In an interview, Weber said some were critically ill.
“We had one patient that was intubated, and we had one that required continuous BiPAP (a type of ventilator), and these are ICU-level … patients,” she said.
But Weber said they weren’t placed in the intensive care unit — even though there were rooms available in the ICU that she said were equipped to handle COVID-19 patients.
Instead, she said, they were placed with the rest of the hospital’s COVID-19 patients in a section of the medical-surgical unit. And that was a problem, she said, because it meant critically ill patients couldn’t be monitored effectively from outside their rooms.
“Typically, your ICU units, the rooms are comprised of glass doors that allow you to have eyes-on monitoring,” she said.
She said there’s also a central monitoring system in the ICU that allows caregivers to track patients’ vital signs and rings alarms when something is wrong. But in Ketchikan’s medical-surgical unit, room doors are opaque, making it difficult to see in, and there isn’t an ICU-level monitoring system, Weber said.
“So we had no way to effectively monitor our patients on the level that is required,” she said. “And anything can go wrong with these patients.”
Weber said PeaceHealth suggested placing a nurse in the room to monitor the patient, but she worried that was unsafe because of the prolonged exposure to the coronavirus that a nurse would face by staying inside the room.
Weber says she brought it up to her manager, and the next day, she was instructed to call a hospital administrator.
“And I did,” she said. “And she responded with, ‘I need you to understand the verbiage I’m about to use’ — these are her words — ‘and share it with your traveling coworkers. You are not staff. You are guests here, and you can leave at any time. There is a long line of travelers waiting to take your job.’”
Weber said she was shocked.
“I asked her to tread very carefully in our conversation, because it sounded like, when I voiced concerns about staff and patient safety, Sherry (Dunlay) was responding by threatening my position,” she said. “So when I explained that concern to her, she responded to me, ‘If you don’t like it, you can leave.’”
She said she filed an internal ethics complaint on the hospital’s anonymous tip line later that day.

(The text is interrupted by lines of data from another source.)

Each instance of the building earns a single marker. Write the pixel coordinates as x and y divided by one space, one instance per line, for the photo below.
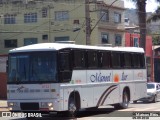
133 39
25 22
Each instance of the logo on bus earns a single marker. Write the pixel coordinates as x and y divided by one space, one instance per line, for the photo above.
98 77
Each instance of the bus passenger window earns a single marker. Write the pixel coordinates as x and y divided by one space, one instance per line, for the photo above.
79 59
64 61
92 59
105 59
127 60
115 60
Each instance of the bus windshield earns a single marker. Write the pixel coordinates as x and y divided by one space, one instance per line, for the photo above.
37 67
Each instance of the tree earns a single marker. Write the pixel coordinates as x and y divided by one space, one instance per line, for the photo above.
141 7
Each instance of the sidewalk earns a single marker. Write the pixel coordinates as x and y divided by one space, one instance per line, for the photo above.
3 105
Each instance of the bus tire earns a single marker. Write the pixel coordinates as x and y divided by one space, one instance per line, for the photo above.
72 107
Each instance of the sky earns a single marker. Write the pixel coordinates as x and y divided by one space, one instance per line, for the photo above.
151 5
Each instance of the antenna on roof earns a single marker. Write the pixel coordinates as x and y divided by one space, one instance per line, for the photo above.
66 42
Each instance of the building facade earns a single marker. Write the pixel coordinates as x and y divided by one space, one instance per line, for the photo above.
25 22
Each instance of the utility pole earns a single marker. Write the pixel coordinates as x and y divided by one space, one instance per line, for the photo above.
88 27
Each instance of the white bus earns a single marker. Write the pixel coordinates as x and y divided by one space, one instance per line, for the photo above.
68 77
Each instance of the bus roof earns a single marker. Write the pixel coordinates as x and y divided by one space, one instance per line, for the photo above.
59 46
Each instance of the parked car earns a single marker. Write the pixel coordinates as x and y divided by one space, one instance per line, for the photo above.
153 93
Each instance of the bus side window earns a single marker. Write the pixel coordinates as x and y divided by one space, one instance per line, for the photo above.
79 59
64 61
105 59
92 59
135 60
142 60
65 72
127 60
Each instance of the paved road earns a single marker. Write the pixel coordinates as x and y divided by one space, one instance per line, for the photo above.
108 113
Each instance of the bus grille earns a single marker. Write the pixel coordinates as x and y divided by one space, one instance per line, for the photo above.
29 106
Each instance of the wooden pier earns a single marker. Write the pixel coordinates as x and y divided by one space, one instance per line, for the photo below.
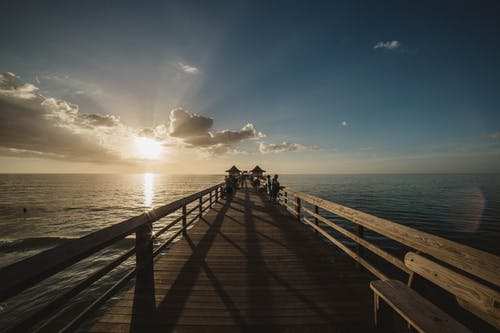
208 263
247 265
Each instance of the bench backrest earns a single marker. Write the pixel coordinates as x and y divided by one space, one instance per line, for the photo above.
473 296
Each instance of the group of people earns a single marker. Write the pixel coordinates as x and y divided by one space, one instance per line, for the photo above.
273 188
272 185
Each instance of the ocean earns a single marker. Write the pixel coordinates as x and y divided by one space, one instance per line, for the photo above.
40 211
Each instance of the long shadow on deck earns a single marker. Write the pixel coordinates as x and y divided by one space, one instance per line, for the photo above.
186 279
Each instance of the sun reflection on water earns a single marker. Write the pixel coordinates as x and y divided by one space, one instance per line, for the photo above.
149 183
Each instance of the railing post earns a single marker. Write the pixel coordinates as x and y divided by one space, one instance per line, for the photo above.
144 246
297 208
184 217
360 231
316 211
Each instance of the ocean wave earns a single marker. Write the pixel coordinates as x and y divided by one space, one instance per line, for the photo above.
29 244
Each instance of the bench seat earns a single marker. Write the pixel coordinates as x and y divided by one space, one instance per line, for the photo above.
415 309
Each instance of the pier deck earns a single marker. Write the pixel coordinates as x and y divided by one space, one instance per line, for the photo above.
247 265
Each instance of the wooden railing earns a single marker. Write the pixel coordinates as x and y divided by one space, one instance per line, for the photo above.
24 274
477 264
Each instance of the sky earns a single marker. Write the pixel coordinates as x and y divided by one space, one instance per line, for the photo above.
294 86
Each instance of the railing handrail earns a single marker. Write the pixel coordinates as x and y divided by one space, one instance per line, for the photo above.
473 261
23 274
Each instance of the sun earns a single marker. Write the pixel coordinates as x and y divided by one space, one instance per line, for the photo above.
148 148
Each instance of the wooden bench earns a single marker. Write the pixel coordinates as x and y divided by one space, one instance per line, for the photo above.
394 296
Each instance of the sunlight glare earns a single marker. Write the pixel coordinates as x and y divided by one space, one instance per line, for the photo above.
148 148
149 181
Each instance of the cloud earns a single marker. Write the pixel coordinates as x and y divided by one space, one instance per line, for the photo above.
194 130
284 147
188 69
36 126
32 125
184 124
388 45
13 86
69 85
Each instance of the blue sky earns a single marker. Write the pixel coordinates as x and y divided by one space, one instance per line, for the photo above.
350 86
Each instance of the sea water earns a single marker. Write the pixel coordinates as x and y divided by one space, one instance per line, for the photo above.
38 212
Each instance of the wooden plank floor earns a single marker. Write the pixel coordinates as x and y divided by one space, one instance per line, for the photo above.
246 266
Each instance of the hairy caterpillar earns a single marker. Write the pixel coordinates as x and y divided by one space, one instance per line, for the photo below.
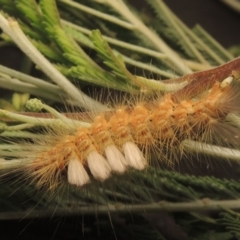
121 139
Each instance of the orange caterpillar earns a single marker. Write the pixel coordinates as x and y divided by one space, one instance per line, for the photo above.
121 139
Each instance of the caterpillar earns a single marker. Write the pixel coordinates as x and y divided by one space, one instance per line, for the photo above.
122 138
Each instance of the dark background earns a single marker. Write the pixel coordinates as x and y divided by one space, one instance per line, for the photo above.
214 16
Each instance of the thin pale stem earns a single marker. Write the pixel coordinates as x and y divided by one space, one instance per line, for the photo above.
158 43
98 14
211 150
12 29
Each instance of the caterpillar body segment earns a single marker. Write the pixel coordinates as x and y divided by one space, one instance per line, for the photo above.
121 139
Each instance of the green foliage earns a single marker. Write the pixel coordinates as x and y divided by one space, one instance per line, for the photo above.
95 59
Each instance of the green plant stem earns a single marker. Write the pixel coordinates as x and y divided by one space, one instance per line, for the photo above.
214 42
12 29
158 43
211 150
200 205
180 31
200 42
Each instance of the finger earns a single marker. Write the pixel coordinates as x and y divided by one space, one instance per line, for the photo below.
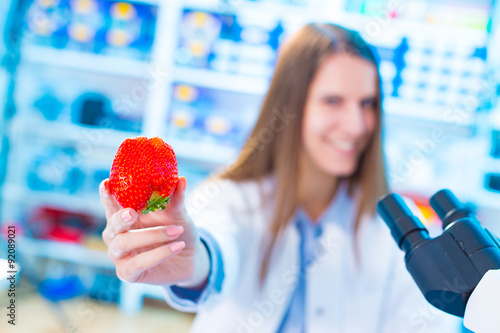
125 242
178 196
109 203
131 269
119 222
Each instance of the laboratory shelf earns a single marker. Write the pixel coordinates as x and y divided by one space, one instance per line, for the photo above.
87 203
223 81
69 252
82 61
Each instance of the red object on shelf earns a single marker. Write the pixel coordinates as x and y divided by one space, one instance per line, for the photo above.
60 225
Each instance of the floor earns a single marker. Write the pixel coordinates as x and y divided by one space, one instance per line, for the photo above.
83 315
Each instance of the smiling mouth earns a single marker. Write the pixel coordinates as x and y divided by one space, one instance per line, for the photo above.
344 146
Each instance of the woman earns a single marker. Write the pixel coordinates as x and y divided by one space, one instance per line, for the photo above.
286 239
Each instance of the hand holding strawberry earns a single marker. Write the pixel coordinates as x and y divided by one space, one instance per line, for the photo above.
162 246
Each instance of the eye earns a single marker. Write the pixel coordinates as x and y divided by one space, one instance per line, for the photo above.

But four days later — on Aug. 24 — she was fired. That was a week after she’d signed a four-month extension.
“If they’re not happy with your work, they’re not going to extend you, even at times when they’re short staffed,” she said.
Weber said hospital officials had recently thanked her for extending her contract during a Caregiver Celebration Day celebration.
She said it’s tough to see her firing as anything but retaliation. And she’s worried it will make others less likely to report their concerns.
“When a system retaliates, like PeaceHealth Ketchikan did, against a nurse for voicing safety concerns, it creates a chilling effect in that other nurses and health care staff will not speak out in fear of retaliation from administration,” she said. “And this can result in harm or death of patients and/or staff.”
The state’s nursing union says employees should be able to raise safety concerns without fear of reprisals.
“Our working conditions are our patients’ healing conditions. A safety risk to an employee is a safety risk to you or your loved one,” Alaska Nurses Association Programs Director Andrea Nutty said in a statement.
PeaceHealth Ketchikan Medical Center declined to comment on any of Weber’s concerns.
In a prepared statement, a spokesperson says the hospital’s protocol for caring for COVID-19 patients “has followed and continues to follow state and federal guidelines.” The spokesperson says patient and caregiver safety remains the hospital’s top priority and that the hospital takes all reported concerns seriously.
Weber has filed a complaint with state and federal workplace safety authorities about her firing. She’s asked the National Labor Relations Board to consider this a whistleblower case. Both complaints are in early stages of the process.